In the opening exchange in Othello, Iago criticizes the recently promoted Cassio because he knows nothing about war other than what he has read in books and does not have Iago’s actual experiences in battle. The origin of the passage clearly comes from one underscored by North in his own Dial of Princes, in which the battle-hardened Hannibal levels the same criticisms against “the book soldier,” Phormio. Both Hannibal and Iago even use the peculiar word “Certes” (surely) and repeat many of the same lines.
In North’s passage, Hannibal complains that Phormio presumes to “know more in matters of war by that he hath read in books than doth Hannibal,” even though Phormio “never saw man of war in the field, nor understood” the true details of battle. Similarly, Iago complains about Cassio’s “bookish theoric” for he is one, “That never set a squadron in the field,/ Nor the division of a battle knows/ More than a spinster.” As Hannibal contrasts Phormio’s learning in peaceful cultural centers (“beautiful schools of Greece”) with his own experience in the “bloody fields of Afric” and fighting “dangerous wars … in Italy as in Spain;” Iago stresses that Cassio is a student from the cultural center of Florence while he himself had fought in the fields “At Rhodes, at Cyprus and on other grounds Christian and heathen.” As Hannibal complains that Phormio “hath seen not one thing with his eyes” of war; Iago says, “I of whom his eyes had seen the proof” of war. Hannibal dismisses the “book-soldier’s” “prating“; while Iago dismisses the “bookish” Cassio’s “prattle.”

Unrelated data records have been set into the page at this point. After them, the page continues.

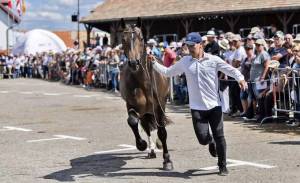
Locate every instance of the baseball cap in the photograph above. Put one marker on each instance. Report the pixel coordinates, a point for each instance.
(236, 37)
(211, 33)
(261, 42)
(254, 30)
(249, 46)
(193, 38)
(279, 34)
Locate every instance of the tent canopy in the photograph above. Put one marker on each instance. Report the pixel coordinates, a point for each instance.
(38, 41)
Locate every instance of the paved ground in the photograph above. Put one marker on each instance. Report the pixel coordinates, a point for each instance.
(56, 133)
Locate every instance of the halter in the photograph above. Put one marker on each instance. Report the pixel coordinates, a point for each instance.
(136, 62)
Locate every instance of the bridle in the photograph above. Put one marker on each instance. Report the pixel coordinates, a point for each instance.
(136, 61)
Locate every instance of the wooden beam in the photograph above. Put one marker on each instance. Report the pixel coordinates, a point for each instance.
(232, 21)
(285, 20)
(186, 24)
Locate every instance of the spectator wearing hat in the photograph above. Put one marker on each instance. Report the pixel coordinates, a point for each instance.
(288, 44)
(279, 53)
(201, 72)
(153, 49)
(245, 70)
(234, 89)
(212, 47)
(169, 56)
(297, 40)
(296, 53)
(258, 74)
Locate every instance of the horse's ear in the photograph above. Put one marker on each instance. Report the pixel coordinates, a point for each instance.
(123, 25)
(139, 22)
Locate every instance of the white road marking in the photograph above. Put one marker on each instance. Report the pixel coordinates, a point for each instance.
(127, 148)
(11, 128)
(251, 164)
(82, 96)
(26, 93)
(52, 94)
(57, 137)
(239, 163)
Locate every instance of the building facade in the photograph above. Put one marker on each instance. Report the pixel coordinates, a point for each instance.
(178, 17)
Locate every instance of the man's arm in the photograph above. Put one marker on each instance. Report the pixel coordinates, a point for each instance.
(171, 71)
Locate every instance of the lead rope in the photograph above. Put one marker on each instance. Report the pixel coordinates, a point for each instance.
(152, 93)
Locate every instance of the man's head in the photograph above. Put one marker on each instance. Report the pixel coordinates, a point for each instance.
(211, 36)
(278, 39)
(249, 50)
(194, 43)
(296, 53)
(260, 45)
(289, 39)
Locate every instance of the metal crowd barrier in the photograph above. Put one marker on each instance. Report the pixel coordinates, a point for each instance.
(285, 84)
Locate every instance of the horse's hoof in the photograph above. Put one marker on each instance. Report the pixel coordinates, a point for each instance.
(158, 144)
(168, 166)
(141, 145)
(152, 155)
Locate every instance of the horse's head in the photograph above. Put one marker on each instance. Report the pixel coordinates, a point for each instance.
(133, 44)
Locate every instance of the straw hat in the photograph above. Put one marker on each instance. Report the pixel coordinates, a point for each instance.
(274, 64)
(224, 44)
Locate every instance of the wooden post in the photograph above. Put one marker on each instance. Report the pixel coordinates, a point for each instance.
(186, 24)
(231, 21)
(285, 20)
(114, 27)
(88, 31)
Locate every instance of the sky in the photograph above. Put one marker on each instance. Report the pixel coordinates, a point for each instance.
(54, 14)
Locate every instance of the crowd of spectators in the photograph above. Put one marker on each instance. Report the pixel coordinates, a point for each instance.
(254, 55)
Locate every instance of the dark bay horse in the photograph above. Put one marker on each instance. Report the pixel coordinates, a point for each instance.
(145, 92)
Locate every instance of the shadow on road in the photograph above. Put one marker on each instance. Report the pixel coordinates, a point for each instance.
(286, 143)
(110, 165)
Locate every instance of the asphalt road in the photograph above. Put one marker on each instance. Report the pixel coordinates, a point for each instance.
(51, 132)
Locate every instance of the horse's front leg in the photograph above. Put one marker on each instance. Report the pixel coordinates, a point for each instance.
(162, 135)
(133, 122)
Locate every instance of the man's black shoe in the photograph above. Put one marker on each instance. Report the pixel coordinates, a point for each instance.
(223, 171)
(212, 149)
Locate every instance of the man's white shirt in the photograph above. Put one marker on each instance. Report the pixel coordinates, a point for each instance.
(202, 78)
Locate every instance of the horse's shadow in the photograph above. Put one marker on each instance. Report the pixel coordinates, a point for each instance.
(110, 165)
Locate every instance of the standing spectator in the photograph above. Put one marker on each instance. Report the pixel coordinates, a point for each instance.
(238, 57)
(155, 51)
(279, 53)
(245, 70)
(9, 65)
(113, 63)
(288, 45)
(212, 47)
(258, 74)
(169, 56)
(45, 63)
(17, 66)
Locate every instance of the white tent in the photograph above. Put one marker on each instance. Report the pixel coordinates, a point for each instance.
(38, 41)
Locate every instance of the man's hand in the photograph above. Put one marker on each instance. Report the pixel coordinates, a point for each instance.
(150, 58)
(243, 85)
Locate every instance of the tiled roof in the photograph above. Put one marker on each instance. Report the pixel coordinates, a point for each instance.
(112, 10)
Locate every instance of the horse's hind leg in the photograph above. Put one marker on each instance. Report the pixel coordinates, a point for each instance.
(162, 135)
(146, 123)
(133, 122)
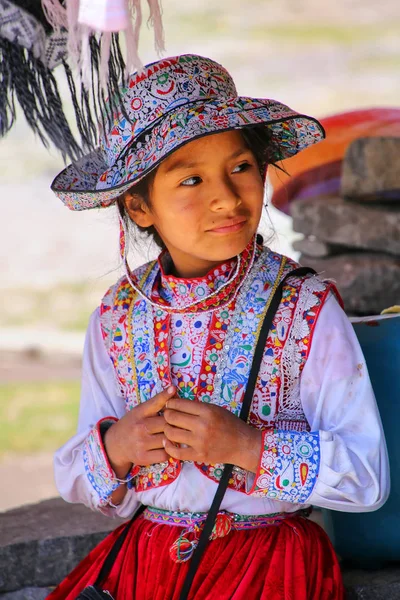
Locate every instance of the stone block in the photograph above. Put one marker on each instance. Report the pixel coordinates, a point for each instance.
(336, 221)
(371, 170)
(41, 543)
(380, 584)
(367, 282)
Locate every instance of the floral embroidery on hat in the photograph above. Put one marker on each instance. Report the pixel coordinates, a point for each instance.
(175, 101)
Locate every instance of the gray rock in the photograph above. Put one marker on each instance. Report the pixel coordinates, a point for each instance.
(337, 221)
(315, 248)
(41, 543)
(367, 282)
(381, 584)
(371, 170)
(27, 594)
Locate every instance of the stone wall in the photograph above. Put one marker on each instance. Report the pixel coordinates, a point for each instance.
(354, 237)
(41, 543)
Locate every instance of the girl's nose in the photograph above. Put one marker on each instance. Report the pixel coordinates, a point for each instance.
(225, 195)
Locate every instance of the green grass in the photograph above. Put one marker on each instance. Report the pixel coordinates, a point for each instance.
(320, 33)
(66, 306)
(37, 417)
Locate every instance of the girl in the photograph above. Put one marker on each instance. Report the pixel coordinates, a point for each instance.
(169, 350)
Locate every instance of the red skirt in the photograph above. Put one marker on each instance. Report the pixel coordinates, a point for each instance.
(290, 561)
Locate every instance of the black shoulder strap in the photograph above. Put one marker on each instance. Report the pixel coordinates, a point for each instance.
(244, 413)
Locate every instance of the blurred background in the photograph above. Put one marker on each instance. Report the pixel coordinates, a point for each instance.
(318, 57)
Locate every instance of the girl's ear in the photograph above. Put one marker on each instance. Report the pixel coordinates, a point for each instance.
(137, 209)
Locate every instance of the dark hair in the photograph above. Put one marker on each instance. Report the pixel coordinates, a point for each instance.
(258, 140)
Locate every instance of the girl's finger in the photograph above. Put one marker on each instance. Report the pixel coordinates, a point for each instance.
(186, 406)
(178, 452)
(156, 456)
(181, 419)
(155, 442)
(155, 424)
(178, 435)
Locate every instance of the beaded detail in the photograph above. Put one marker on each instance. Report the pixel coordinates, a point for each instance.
(215, 363)
(182, 549)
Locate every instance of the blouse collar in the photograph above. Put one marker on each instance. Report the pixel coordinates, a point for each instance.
(180, 291)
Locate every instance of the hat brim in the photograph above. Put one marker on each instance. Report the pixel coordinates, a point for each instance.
(91, 183)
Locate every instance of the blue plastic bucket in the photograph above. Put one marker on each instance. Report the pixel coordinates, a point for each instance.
(373, 538)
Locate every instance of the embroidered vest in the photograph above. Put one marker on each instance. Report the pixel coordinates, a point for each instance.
(134, 336)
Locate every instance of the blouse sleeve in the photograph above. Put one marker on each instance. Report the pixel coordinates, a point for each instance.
(82, 471)
(342, 463)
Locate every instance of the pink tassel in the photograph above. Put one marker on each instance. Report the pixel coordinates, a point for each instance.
(55, 13)
(74, 33)
(156, 21)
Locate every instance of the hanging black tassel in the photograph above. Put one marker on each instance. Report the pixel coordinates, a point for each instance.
(24, 78)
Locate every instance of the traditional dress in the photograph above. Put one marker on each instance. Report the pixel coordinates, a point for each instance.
(323, 442)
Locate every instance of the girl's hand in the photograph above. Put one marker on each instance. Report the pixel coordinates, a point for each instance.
(137, 438)
(211, 435)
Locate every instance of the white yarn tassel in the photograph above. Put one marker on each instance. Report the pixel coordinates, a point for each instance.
(133, 61)
(156, 21)
(104, 56)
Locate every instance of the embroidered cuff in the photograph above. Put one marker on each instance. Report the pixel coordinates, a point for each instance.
(289, 466)
(97, 466)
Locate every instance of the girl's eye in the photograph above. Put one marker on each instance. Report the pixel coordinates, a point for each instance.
(242, 167)
(191, 181)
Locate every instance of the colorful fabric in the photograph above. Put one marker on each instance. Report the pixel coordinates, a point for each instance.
(289, 466)
(208, 356)
(189, 520)
(172, 102)
(291, 560)
(97, 466)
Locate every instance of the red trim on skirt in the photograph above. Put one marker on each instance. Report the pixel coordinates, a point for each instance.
(290, 561)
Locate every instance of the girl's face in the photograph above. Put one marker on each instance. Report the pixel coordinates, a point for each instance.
(206, 201)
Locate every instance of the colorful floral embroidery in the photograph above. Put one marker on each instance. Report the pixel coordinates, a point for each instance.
(208, 355)
(289, 466)
(97, 467)
(172, 102)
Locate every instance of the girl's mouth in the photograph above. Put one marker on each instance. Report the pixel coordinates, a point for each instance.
(230, 226)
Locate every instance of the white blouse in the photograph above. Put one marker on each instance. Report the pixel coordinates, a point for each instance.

In Nepos Lives, North also describes this same contrast as “theoric” vs. “practise,” which is precisely the antithetical pairing that Iago uses as well to describe the same idea. A search of Early English Books Online for just a few of these parallels confirms that the very passage that North had marked is indeed the same one that would inspire the original playwright of Othello.